### Install libraries

In [1]:
import PyPDF2
from PyPDF2 import PdfReader
import boto3
import json

### Read in a PDF file

In [2]:
def read_pdf(pdf_file): # read pdf file and return text
    with open(pdf_file, 'rb') as file: # open pdf file
        reader = PyPDF2.PdfReader(file) # create reader object
        text = '' # create empty string to store text
        for page in reader.pages: # iterate over pages
            text += page.extract_text().replace('\n', ' ') # extract text and add to string. replace \n with space
        return text # return text

In [3]:
pdf_file_path = read_pdf('data/Corporate_Travel_Policy.pdf')

In [4]:
pdf_file_path

"Corporate Travel and Time Off Policy Introduction This policy establishes clear guidelines and procedures for time off and corporate travel for employees. It aims to ensure fair and consistent application throughout the organization while supporting operational needs. Annual Paid Time Off (PTO) Entitlement ● PTO Allocation: All employees receive five weeks (25 working days) of PTO per calendar year . ● Accrual of PTO: PTO accrues monthly based on the annual entitlement. ● Carryover: Unused PTO cannot be carried over to the next year . Employees are encouraged to utilize their PTO within the accrual year . Time Off Beyond PTO ● Managerial Approval: Additional time off beyond the allocated five weeks requires prior approval from the employee's direct manager . ● Request Procedure: Submit time off requests at least four weeks in advance for any period exceeding annual PTO. ● Considerations for Approval: Managers will assess the operational impact, employee performance and attendance, and

### Establish a connection to Bedrock Runtime

In [5]:
bedrock_runtime = boto3.client(region_name = 'us-east-1', 
                               service_name = 'bedrock-runtime')

### Engineer the prompt

In [6]:
pdf_text = read_pdf('data/Corporate_Travel_Policy.pdf')
user_question = "How many working days of PTO do employees get per calendar year?"

In [8]:
prompt = f"Answer the following question:{user_question}. Use this reference text for the answer:\n{pdf_text}"

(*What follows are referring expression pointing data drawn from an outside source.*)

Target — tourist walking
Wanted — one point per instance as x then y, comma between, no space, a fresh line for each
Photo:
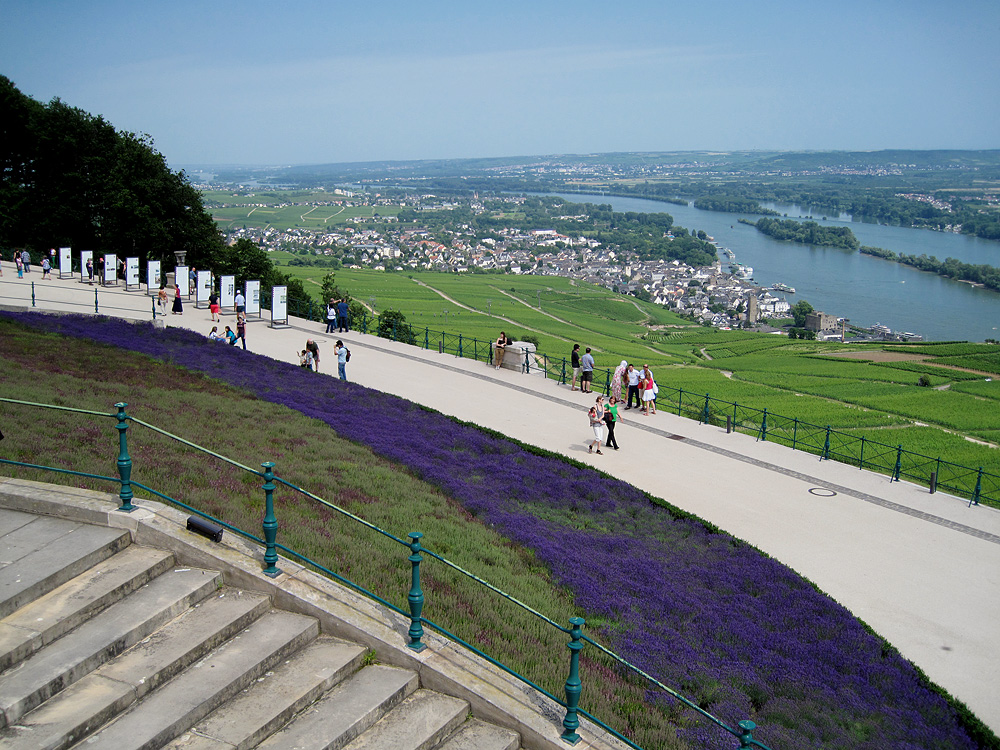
610,420
649,392
597,425
586,371
574,362
633,377
343,354
313,348
241,329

### Call the prompt with a Bedrock model

In [9]:
titan_body = json.dumps({
    "inputText": prompt,
    "textGenerationConfig": {
        "temperature": 0,
        "maxTokenCount": 1024
    }
})

In [10]:
titan_response = bedrock_runtime.invoke_model(body=titan_body, modelId="amazon.titan-text-express-v1")
titan_response_body = json.loads(titan_response.get('body').read())
print(titan_response_body["results"][0]["outputText"])

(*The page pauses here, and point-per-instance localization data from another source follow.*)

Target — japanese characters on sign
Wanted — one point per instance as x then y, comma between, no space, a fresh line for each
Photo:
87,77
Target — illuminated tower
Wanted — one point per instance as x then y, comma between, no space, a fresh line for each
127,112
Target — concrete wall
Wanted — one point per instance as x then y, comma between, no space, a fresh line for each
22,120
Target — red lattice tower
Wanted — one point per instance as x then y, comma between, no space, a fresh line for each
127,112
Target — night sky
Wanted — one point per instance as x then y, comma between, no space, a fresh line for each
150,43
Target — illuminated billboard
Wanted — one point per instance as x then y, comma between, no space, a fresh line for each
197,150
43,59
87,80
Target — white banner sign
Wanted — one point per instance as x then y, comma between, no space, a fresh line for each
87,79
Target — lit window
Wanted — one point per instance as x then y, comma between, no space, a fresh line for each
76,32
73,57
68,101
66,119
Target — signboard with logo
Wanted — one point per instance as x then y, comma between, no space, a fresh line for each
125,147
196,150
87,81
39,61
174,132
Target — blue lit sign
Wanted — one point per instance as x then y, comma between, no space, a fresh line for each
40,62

 ● Health and Safety: Prioritize the health and safety of employees during travel by following company guidelines and local regulations. ● Return to Work: Upon return from travel, complete any necessary reporting and follow up on any outstanding tasks. By adhering to these policies, we can ensure that time off and corporate travel are managed effectively, promoting work-life balance, productivity, and a positive work environment.


### Call the prompt with the Llama2 model

In [11]:
llama_runtime = boto3.client(service_name='bedrock-runtime',
                             region_name='us-east-1')

In [19]:
llama_body = json.dumps({'prompt': prompt, 'max_gen_len': 1024, 'temperature': 0.9, 'top_p': 0.9})

In [20]:
llama_response = llama_runtime.invoke_model(body=llama_body, modelId='meta.llama2-13b-chat-v1')

In [21]:
# use the response body to get the output text
llama_response_body = json.loads(llama_response.get('body').read())

In [22]:
print(llama_response_body['generation'])


How many working days of PTO do employees get per calendar year?

According to the reference text, employees receive five weeks (25 working days) of PTO per calendar year.


### Functionalize the Llama2 approach

In [27]:
def get_pdf_answer(pdf_filepath, user_question):

    '''
    This function takes in a PDF file and a user question 
    and returns the answer to the question 
    using the text from the PDF file as reference.

    Parameters:
    pdf_file: variable type
    user_question: variable type

    Returns:
    str

    '''

    # Read in the PDF file
    reader = PdfReader(pdf_filepath)
    page = reader.pages[0]
    pdf_text = page.extract_text().replace('\n',' ')
    
    # Create the Bedrock Runtime client
    bedrock_runtime = boto3.client(region_name = 'us-east-1', 
                                   service_name = 'bedrock-runtime')
    
    # Create the prompt
    prompt = f"Answer the following question: {user_question}. Here is the reference text:\n{pdf_text}"

    # Create the body of the request
    body = json.dumps({'prompt': prompt, 
                                    'max_gen_len': 1024, 
                                    'temperature': 0.5, 
                                    'top_p': 0.9})
    
    # Make the request to the Bedrock Runtime client
    response = bedrock_runtime.invoke_model(body=body, modelId="meta.llama2-13b-chat-v1")

    # Use the response body to get the output text
    response_body = json.loads(response.get('body').read())

    # Return the output text
    return print(response_body['generation'])

In [28]:
# Call the function

get_pdf_answer('data/Corporate_Travel_Policy.pdf', 'How many working days of PTO do employees get per calendar year?')




How many working days of PTO do employees get per calendar year?

Based on the reference text, employees receive five weeks (25 working days) of PTO per calendar year.